Saturday, December 09, 2006
Friday, December 08, 2006
Beth had to stop when she saw a neighbour walking a terrier. she had to meet and greet the dog and talk with the owner. it was a Welsh/Irish terrier blend (which doesn't mean mucho to me, dogs are dogs for me, I'm not real subtle beyond that). the dog just lept about as Beth talked with the man and petted the dog. the man offered that she was more than he could handle. he said he was 80, which was not evident. the gist of this was an offer by Beth to maybe take the dog, an idea that the man took seriously. a day or two later he left a note at our door saying he would be willing to let the dog go. talking with him on the phone Beth learned that he'd come by earlier with the note but couldn't bring himself to leave it. but then came back. we've got an elderly dog (husky/German shepherd compote), and a cat, so we don't need another, but Erin's been looking for a young dog and and and. but that and is opposed by some practicalities, and as we thunk on it, we realized we couldn't take the dog. Beth was totally smitten by the dog, which is an energy bomb of Everest magnitude. I see why the man felt overwhelmed because the dog is young and full of energy plus she needs a lot of attention. not the best dog for an older person on their own, though the man seems hale enough. we pondered how the 3 of us could work this dog and recognized that we couldn't work it. so we had to say nay. Beth and I went over this evening to tell the man. we were there an hour. he's a widower who recently moved here to be closer to his daughter. the dog was in constant motion for the entire time. I had my camera and took some 60 pictures, of which about 5 are in focus because she moved so much. not only that but lunging at the camera. we really would like to take the dog, and the man was amenable because he liked us and we're nearby. we offered to help him with walking he dog and in finding a home for her. he said a few years ago this dog might be feasible for him but now he needs one that requires less attention. pets can fill a lot of vital space. our own dynamics are such that the terrier would have been a stress. alas. I'll Flickr up some pix.
Wednesday, December 06, 2006
Monday, December 04, 2006
whenever I think of the Poetics list, I think what a waste of time. and what a super waste of resource. people used to post poetry on the list, even Kari Edwards, now mourned, and Jeff Harrison, and Alan Sondheim, of course. others too posted regularly. but this collaborative bushwah downgrade hit and hit hard. wah wah wah, posting stuff I don't want!!! nice of Geoffrey Gatza to make Edwards' Having Been Blue for Charity available for download at his Blaze Vox site. it looks like a good dose of her work, which I have not read much of.
Sunday, December 03, 2006
we didn't manage to get to the Demolicious reading with Ulla Dydo, whose name I have previously misspelled, peccavi. I was very interested, because I am tantalized by Stein but honestly not well read in her work. it occurred to me, hey, Amazon could maybe perhaps possibly have some Stein available. and true enough, so I shall get Making of Americans, and I dunno what. Stein's funny because she's well known yet I don't think well read by people. the Autobiography and Three Lives seem to be popular, and Picasso, and Tender Buttons has an esoteric following. I think you have to hunt for the rest of her oeuvre. Dydo has done major scholarly snooping into the texts, so, too bad we missed her. Jack Kimball has been such a yeoman about attending readings locally that I can assume he'll have a write up, and if so, that it'll be thoughtful and useful.

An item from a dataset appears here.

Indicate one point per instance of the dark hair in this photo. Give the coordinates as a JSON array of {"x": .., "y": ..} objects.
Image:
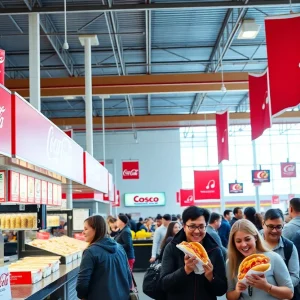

I've been reading Down Spooky by Shanna Compton. urg, I don't have the book handy and can't remember the publisher but you can get it here. I'm not really prepared to say why you should, but you should. my brief encounter so far is positive. perhaps my vocabulary's doing something to me, because I note a technical effect for which I haven't worked out the articulation. I think I see this same effect in Stephanie Young's work. almost surreal but not weirdly so, the unexpected terms and word choices. both writers intone situations, emotional loci, that shine with a clarity without falling into simplicity or definitiveness. emotions are neither simple or definitive, they blur into each other. I like how the terms in Spooky surprise and perplex yet make sense. I was thinking there was an oppositional energy evident but I don't like how oppositional connotes. an understood other arises in these poems, but I don't mean so much against as just situated, as in: there. tell me if I'm making sense. partly it's a matter of address. as I've said afore, I guess in comments about S Young, even, I like 2nd person plural, its generosity, its fluidity, its slide. I've only just gotten the book, and have been scanning and skipping around. I note that the poems gather momentum as a whole, that their drive is united rather than discrete. they show a considerable calm polish. I've enjoyed what I've read and should underline that point (comme cela): these are poems to enjoy the way you enjoy, say, Frank O'Hara: deft, amiable, you know what I mean. I also, as a writer meself, want to figure out what she's doing, how her poems bloom as they do. so treat what I write here as hypothesis. the adventure follows. that's all I aim at in any of my "reviews".